Herbst ist – so zeigen diese jüngsten Publikationen – ein Schriftsteller, der seine literarische Arbeit – die neben Romanen und dem Weblog, auch Hörstücke, Gedichte, Novellen und Erzählungen umfasst – stets reflektiert. Weniger stetig allerdings konnten diese Reflexionen auch publiziert werden, so dass vor allem seine frühe Phase literarischer Reflexion bislang kaum dokumentiert und in Buchform zugänglich war. Das hat der Berliner Verlag „Kulturmaschinen“ nun geändert. Unter dem charakteristischen Titel „Schöne Literatur muss grausam sein“ bündelt dieser erste Band Aufsätze und Reden Herbsts aus den Jahren 1995 bis 2006 und schließt damit die Lücke zu Herbsts erster großen Theoriepublikation im Rahmen der Heidelberger Poetikvorlesungen 2007: „Kybernetischer Realismus“.

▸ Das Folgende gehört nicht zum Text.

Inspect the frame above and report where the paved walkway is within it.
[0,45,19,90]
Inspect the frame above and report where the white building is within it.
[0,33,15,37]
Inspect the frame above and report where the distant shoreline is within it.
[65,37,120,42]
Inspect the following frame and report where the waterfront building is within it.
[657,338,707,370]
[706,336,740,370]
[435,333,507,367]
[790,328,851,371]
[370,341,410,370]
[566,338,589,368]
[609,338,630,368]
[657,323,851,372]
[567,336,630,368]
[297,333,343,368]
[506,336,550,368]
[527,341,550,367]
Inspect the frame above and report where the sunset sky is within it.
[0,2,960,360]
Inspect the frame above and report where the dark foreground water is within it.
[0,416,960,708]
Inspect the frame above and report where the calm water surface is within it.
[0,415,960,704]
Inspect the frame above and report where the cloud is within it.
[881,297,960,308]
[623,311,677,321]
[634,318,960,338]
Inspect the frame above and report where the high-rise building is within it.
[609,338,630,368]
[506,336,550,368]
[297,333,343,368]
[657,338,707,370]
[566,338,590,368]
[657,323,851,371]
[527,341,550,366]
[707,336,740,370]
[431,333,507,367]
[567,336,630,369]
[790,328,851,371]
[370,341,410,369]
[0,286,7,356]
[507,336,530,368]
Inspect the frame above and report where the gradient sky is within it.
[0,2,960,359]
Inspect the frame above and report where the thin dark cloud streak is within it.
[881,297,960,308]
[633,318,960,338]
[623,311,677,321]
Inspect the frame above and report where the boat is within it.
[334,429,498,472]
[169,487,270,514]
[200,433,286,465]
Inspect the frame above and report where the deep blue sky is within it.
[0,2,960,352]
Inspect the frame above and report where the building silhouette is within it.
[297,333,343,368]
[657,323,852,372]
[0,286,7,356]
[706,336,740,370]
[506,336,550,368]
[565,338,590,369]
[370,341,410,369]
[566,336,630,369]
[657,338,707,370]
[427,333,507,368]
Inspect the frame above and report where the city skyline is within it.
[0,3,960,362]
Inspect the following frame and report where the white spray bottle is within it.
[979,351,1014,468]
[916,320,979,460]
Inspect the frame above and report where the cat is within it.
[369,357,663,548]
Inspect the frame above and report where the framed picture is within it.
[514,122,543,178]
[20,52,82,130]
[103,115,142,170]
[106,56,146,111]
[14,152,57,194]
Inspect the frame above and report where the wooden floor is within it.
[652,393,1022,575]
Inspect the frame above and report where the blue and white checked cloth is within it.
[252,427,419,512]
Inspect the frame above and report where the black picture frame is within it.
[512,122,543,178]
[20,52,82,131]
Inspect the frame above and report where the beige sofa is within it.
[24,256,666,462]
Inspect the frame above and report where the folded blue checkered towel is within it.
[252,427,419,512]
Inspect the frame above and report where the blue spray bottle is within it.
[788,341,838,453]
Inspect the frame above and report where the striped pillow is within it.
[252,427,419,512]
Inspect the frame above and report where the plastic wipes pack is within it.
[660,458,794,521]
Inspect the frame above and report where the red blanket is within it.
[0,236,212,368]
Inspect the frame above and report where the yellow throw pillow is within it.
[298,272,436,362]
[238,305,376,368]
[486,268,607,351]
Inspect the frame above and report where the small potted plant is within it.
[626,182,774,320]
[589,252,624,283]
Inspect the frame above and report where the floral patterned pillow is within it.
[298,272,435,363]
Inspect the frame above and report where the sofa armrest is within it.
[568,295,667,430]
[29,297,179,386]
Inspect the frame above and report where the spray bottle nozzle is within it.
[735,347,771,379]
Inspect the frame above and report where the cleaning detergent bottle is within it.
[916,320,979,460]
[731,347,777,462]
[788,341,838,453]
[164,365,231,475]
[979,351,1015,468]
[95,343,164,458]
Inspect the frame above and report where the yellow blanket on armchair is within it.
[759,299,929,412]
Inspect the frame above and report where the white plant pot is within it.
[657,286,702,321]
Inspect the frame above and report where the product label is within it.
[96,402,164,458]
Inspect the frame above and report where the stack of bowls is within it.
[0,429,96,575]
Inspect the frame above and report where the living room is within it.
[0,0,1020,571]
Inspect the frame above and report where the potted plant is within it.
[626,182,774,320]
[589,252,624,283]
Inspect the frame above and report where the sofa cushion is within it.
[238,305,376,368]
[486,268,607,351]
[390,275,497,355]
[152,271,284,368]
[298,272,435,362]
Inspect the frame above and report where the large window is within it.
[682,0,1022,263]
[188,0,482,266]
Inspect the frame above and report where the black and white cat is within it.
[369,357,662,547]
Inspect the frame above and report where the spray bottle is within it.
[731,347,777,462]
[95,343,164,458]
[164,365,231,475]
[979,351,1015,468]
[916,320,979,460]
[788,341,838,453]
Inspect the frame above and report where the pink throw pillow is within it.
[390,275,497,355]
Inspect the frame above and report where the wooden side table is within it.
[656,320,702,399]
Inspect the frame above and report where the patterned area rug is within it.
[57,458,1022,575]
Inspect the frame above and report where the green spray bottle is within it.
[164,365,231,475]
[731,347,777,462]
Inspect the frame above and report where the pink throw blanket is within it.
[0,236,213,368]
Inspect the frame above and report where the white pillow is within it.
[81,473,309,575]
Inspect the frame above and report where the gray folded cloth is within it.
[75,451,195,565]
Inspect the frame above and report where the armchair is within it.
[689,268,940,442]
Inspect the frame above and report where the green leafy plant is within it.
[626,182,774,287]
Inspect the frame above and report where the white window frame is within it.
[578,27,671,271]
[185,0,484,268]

Eine sinnvolle Verlagsinitiative, wie Lesern, die mit Herbsts literarischem Werk seit den 1980er-Jahren vertraut sind, schnell einleuchtet. Denn deutlich zeichnet sich mit dieser Kollektion eine poetologische Genealogie ab, aus der Herbsts Schreiben als eine Zusammenführung der literarischen Romantik mit dem digitalen Zeitalter jenseits postmoderner Beliebigkeit hervorgeht. Offensichtlich wird, mit welch großem Ernst und Glauben an die Kraft der Poesie und Literatur da ein Autor seine Arbeit versteht und praktiziert.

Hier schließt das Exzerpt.